Most US DTx companies arrive at DiGA with an FDA mental model: a risk-based classification, a cleared device, a cybersecurity section in a premarket submission, and – separately, later, painfully – a reimbursement conversation with CMS, commercial payers, and employer-sponsored plans. That mental model is not wrong for the US. It is partially transferable to Germany, and the parts that do not transfer are the parts that matter most. A DiGA is not a German 510(k). It is a combined regulatory-and-reimbursement instrument, built on top of a European CE mark under the MDR, with clinical-evidence, cybersecurity, and data-protection bars that look superficially similar to the FDA regime and diverge in structure, scope, and legal weight. This article maps the two pathways for a US audience, flagging what transfers, what does not, and where the surprises sit.

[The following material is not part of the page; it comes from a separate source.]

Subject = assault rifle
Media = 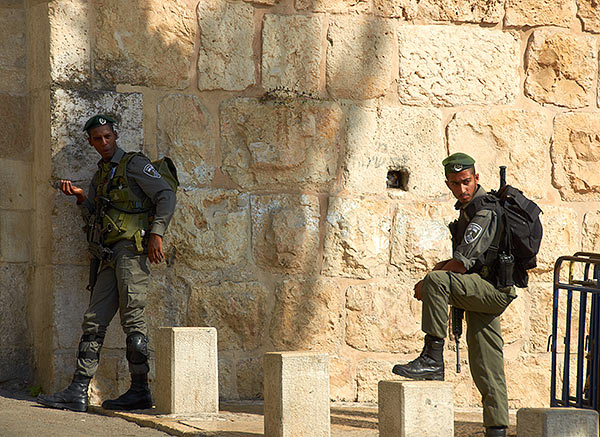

What DiGA and FDA SaMD actually are

A DiGA (Digitale Gesundheitsanwendung – Germany’s certified digital health application) is a specific legal construct under German social-insurance law. It is a CE-marked medical device under the EU MDR of low-to-moderate risk class (Class I, IIa, or – since the 2024 DigiG reform – IIb), whose “main function rests essentially on digital technologies” and which supports the “detection, monitoring, treatment or alleviation” of a diagnosed condition. Once listed in the public DiGA-Verzeichnis by the BfArM, the product can be prescribed by any German physician or psychotherapist and is reimbursed by GKV (Gesetzliche Krankenversicherung – Germany’s statutory health insurance system) at a price negotiated with the GKV-Spitzenverband.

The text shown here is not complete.